Scientific literature tends to evolve slowly (somebody writes a paper, somebody else tweaks that paper and so on). Each step follows the other and months or even years are interposed between many of the steps. A competition inspires rapid innovation by introducing the problem to a wide audience. There are an infinite number of approaches that can be applied to any modeling task and it is impossible to know at the outset which technique will be most effective. By exposing a problem to a wide audience, competitions expose the problem to a range of different techniques. This maximises the chances of finding a solution, and gets the most out of any particular dataset – given its inherent noise and richness. Not only that but competitions generate a lot of discussion between participants – often there’s quite a bit of discussion and even collaboration between people who are notionally competing.
Competitions help correct a coordination problem in the wider research community. Data is being collected in greater volumes and at greater speeds than ever before – Think the human genome project, high-resolution camera-clad telescopes and and any number of other projects. Yet how do those collecting the data work out how to analyse it. Often they’re restricted to inhouse knowledge, talent and bandwidth. A single researcher or even research unit is unlikely to know the most advanced machine learning, statistical and other techniques that would allow them to get the most out of their datasets. At the same time, many data mining and statistics researchers find it difficult to access real-world datasets, and develop their techniques on whatever data they have access to.
Kaggle addresses this coordination problem.
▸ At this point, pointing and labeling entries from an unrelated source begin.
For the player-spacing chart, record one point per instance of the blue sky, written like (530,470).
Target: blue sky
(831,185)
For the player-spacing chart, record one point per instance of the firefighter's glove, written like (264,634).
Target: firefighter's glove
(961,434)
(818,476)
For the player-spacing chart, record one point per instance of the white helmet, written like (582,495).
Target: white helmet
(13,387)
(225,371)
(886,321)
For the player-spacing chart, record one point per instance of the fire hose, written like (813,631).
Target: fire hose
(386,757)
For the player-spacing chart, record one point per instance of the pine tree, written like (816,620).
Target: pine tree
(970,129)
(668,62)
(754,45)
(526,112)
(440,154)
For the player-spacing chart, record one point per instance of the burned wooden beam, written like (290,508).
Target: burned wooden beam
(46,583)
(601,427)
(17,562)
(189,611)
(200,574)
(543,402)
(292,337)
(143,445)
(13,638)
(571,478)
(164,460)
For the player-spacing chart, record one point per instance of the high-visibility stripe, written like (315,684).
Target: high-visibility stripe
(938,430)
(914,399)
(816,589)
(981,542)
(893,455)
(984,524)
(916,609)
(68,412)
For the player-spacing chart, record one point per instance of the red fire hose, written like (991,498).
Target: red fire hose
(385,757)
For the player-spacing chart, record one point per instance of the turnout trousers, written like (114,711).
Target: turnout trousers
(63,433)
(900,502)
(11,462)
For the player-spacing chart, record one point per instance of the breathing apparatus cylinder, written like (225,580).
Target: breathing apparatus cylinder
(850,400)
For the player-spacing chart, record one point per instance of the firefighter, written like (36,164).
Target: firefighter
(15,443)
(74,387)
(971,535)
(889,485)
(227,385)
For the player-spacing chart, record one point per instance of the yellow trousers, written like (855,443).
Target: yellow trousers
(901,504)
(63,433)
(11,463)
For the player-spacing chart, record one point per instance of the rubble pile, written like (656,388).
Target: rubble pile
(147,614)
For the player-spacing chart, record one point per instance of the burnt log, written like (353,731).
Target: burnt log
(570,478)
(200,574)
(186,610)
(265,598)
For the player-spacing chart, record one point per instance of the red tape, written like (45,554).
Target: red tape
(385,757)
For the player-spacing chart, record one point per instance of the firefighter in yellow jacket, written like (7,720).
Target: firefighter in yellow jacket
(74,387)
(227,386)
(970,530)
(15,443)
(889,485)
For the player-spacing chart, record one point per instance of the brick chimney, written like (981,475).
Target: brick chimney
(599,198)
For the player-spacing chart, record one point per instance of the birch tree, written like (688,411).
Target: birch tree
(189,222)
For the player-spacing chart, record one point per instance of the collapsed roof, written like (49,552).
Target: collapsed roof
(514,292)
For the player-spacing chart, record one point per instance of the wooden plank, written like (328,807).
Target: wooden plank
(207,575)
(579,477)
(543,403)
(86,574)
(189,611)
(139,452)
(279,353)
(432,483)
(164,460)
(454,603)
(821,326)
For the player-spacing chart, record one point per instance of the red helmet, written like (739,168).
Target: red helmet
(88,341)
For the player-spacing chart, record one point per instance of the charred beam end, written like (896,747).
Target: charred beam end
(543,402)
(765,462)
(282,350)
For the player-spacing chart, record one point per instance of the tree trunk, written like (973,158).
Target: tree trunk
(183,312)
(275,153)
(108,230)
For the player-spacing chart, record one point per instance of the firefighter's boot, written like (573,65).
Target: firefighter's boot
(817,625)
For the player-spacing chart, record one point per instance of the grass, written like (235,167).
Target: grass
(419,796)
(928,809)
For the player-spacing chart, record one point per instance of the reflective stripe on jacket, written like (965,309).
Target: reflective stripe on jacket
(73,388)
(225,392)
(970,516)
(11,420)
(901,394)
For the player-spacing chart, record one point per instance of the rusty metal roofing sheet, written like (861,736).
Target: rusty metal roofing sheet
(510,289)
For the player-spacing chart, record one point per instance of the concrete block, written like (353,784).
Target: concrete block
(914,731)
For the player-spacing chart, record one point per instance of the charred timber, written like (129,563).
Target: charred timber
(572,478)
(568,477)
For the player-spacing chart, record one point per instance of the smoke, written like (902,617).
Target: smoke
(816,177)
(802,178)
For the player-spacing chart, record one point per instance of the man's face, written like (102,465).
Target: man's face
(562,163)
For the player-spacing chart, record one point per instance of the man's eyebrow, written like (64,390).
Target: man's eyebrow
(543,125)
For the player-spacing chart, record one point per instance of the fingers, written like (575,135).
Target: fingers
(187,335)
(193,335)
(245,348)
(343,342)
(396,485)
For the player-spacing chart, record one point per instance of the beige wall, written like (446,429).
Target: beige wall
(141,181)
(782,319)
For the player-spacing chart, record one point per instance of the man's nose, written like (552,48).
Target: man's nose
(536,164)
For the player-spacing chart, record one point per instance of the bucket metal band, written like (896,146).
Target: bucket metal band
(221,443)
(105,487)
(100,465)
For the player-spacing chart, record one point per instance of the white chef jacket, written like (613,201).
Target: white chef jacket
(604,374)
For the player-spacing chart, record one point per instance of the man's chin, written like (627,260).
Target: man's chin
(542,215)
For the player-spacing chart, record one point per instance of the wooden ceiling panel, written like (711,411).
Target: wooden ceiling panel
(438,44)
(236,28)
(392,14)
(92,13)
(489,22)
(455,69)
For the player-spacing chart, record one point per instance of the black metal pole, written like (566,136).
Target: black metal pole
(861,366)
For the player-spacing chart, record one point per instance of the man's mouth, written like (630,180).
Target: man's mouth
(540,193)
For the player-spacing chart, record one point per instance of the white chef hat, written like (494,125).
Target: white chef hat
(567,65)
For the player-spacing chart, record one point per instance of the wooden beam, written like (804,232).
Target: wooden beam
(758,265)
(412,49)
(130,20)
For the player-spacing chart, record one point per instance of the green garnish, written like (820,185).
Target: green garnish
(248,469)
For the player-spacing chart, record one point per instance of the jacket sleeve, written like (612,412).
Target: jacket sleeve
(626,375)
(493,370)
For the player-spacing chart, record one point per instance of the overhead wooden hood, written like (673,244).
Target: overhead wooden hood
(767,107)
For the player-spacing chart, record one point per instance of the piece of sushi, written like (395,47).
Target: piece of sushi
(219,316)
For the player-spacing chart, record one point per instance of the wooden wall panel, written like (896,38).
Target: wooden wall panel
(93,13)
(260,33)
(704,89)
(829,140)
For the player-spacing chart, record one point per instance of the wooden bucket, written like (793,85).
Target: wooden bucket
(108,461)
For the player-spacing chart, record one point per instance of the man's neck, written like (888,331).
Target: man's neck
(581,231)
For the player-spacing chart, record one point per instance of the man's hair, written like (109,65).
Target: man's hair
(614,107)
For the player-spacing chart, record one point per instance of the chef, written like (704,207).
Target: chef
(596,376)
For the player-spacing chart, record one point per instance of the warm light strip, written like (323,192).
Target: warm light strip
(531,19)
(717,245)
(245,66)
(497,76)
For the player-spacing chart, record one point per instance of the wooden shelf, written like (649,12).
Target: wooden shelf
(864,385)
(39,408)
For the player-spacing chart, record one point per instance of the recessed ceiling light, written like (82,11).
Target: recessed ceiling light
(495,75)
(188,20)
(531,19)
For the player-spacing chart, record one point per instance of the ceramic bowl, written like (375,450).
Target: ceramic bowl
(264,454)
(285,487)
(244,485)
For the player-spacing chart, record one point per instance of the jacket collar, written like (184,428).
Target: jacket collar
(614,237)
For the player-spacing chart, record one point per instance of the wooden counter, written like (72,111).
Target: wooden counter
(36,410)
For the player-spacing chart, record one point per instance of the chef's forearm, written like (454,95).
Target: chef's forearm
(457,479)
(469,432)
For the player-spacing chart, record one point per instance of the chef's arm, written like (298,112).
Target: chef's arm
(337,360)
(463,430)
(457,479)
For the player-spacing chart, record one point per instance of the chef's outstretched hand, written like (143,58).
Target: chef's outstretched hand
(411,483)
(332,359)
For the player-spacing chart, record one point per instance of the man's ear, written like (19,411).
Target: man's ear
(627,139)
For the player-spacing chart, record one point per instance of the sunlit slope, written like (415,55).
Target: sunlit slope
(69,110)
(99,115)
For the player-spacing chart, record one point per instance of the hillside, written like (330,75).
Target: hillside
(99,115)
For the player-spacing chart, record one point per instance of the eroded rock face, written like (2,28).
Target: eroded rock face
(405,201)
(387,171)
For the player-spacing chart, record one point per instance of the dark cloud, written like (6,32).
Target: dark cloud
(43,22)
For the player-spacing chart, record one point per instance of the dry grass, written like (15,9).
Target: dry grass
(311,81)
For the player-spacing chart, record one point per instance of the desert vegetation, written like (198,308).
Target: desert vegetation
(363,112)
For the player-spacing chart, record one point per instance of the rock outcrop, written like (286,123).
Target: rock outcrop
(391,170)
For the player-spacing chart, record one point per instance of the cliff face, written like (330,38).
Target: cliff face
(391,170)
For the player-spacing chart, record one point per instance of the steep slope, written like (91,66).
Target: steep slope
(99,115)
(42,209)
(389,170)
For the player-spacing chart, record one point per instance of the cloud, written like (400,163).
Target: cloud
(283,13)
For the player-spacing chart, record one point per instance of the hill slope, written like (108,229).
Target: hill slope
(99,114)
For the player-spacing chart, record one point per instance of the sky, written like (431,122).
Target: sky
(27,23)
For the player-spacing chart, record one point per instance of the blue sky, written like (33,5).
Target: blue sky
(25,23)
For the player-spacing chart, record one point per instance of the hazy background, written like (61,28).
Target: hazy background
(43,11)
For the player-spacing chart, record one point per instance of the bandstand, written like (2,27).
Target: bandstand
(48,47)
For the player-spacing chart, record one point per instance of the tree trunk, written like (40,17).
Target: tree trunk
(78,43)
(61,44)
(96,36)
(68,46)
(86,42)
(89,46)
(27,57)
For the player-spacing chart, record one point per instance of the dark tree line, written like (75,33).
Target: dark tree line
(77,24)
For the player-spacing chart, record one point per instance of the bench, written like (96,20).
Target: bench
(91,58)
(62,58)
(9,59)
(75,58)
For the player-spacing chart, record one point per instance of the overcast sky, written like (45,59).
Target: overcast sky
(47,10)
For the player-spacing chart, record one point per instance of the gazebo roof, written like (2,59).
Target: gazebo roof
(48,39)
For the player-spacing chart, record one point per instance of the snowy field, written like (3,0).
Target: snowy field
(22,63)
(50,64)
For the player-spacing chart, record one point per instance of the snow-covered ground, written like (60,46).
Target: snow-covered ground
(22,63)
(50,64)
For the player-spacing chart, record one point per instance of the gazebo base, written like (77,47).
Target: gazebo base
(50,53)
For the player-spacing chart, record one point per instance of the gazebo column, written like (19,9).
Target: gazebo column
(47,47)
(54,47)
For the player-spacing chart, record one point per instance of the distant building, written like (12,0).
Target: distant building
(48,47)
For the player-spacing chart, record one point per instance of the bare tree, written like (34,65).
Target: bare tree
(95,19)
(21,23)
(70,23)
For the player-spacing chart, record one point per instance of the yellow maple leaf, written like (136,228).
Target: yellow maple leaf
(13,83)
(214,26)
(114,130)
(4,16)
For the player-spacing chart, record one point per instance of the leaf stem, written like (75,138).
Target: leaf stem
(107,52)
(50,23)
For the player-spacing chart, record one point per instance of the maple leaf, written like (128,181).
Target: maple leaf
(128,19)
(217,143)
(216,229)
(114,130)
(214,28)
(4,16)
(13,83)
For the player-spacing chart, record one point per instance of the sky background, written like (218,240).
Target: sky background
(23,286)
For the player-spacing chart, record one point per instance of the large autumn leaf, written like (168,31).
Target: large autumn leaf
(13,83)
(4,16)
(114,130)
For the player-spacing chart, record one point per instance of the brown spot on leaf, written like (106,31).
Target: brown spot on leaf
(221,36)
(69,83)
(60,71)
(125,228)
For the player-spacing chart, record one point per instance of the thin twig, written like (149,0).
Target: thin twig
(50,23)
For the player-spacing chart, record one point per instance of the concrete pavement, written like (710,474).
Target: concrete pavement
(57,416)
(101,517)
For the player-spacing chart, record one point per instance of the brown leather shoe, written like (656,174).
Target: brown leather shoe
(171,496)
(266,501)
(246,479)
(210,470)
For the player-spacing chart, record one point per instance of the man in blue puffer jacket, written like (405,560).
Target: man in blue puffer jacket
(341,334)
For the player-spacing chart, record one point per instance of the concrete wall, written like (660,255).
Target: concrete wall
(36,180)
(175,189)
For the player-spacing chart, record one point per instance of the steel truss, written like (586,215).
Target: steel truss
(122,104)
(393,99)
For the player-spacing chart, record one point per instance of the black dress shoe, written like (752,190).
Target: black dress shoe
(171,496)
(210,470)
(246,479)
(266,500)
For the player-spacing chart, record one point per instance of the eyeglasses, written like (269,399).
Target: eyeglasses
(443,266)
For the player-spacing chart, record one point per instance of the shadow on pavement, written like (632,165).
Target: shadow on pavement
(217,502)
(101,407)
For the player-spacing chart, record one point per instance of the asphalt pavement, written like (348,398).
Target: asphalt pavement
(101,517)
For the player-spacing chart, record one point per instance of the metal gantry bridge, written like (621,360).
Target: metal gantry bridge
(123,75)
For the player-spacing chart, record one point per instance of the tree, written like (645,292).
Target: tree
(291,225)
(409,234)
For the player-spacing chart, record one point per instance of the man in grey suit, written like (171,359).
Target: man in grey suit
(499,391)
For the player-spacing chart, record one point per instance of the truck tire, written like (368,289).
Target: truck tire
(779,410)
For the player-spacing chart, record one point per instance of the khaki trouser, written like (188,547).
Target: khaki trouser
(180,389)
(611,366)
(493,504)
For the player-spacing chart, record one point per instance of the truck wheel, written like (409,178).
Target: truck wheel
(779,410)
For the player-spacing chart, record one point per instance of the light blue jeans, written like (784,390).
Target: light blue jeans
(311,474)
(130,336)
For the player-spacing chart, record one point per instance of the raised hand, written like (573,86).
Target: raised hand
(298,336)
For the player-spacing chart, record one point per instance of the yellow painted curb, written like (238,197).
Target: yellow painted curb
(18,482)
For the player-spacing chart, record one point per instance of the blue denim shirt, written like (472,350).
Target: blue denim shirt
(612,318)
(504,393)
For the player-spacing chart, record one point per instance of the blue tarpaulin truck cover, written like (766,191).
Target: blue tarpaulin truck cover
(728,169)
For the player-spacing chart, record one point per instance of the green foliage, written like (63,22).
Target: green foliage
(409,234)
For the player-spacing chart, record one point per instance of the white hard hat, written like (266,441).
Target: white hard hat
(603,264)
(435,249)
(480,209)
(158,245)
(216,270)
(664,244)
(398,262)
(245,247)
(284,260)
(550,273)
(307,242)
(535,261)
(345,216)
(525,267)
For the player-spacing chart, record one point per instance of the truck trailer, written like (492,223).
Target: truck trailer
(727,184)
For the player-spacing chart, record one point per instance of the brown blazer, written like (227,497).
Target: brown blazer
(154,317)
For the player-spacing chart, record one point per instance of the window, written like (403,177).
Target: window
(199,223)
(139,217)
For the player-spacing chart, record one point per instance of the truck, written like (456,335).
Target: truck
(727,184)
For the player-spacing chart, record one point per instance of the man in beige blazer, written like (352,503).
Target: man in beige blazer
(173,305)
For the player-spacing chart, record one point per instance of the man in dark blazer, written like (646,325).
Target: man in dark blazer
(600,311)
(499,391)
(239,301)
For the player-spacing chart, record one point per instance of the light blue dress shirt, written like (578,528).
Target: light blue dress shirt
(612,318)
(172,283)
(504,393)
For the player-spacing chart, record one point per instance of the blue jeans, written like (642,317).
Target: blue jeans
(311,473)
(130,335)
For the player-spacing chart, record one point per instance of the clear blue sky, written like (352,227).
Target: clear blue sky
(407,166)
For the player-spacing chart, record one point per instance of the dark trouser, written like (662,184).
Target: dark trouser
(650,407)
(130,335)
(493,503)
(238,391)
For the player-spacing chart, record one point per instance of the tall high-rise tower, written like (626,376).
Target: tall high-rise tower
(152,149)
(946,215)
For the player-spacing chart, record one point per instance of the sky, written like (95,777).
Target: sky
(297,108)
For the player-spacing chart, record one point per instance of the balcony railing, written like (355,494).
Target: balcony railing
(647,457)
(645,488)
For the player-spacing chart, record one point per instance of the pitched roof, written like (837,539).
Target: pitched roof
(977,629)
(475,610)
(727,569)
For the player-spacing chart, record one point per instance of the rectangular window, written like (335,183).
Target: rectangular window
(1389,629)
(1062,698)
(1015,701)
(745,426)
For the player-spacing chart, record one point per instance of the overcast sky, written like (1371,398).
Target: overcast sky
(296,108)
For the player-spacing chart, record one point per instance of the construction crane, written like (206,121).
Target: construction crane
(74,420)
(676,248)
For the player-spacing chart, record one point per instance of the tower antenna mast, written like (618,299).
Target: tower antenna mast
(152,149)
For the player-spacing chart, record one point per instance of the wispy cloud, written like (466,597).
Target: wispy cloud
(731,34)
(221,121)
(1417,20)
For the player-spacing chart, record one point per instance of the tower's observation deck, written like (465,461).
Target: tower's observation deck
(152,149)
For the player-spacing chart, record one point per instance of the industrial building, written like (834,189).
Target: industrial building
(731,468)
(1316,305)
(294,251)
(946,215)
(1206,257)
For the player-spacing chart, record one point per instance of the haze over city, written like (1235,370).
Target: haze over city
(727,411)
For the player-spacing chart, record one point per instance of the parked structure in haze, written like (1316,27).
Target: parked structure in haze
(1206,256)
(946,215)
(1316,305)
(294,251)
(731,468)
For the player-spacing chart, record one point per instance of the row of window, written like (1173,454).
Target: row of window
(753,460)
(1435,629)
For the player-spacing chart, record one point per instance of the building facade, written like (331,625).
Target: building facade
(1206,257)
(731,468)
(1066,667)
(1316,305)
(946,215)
Data-rich researchers can post their datasets and have them scrutinised by analytics-rich researchers. This gives data-rich researchers access to cutting edge techniques and analytics-rich researchers access to new datasets and current problems.
Data modeling competitions facilitate real-time science. Consider this week’s announcement about the discovery of genetic markers that correlate with extreme longevity. Work on the study began in 1995, with results published in 2010. Had the study been run as a data modelling competition, the results would have been generated in real time and insights available much sooner (and with a higher level of precision).
Data modeling competitions also benchmark, in real time, new techniques against old ones turbocharging the process by which the new and better drives out the old and obsolescent. This helps to avoid situations in which a valuable technique is overlooked by the scientific establishment. This aspect of the case for competitions is best illustrated by Ruslan Salakhutdinov, now a postdoctoral fellow at the Massachusetts Institute of Technology, who had a new algorithm rejected by the NIPS conference. According to Ruslan, the reviewer ‘basically said “it’s junk and I am very confident it’s junk”’. It later turned out that his algorithm was good enough to make him an early leader in the Netflix Prize and 135th overall – a remarkable achievement when you consider that many of the top teams used ensemble models, making his one of the better performing single algorithms.
That example also brings out the human element. The peer reviewer could have just rejected the modelling and explained his reasons for doing so, or (more honestly) tried not to play the expert and said “this uses a technique I don’t fully understand and so I’m not qualified to judge”. But he didn’t say that did he? He said that something that was highly creditworthy was “junk”. Competitions can help cut through our unfortunate habit of experts all being on their own panel of experts big-noting themselves. These are the kinds of psychological drivers that Philip E. Tetlock so devastating anatomises in his exposes of expertise.
Data modeling competitions are also a great interface between academics and industry. There is generally a long lag time before new techniques are adopted by industry. Data modelling competitions can help close the gap by bringing commercial problems directly to the attention of the world’s best researchers and their cutting edge techniques.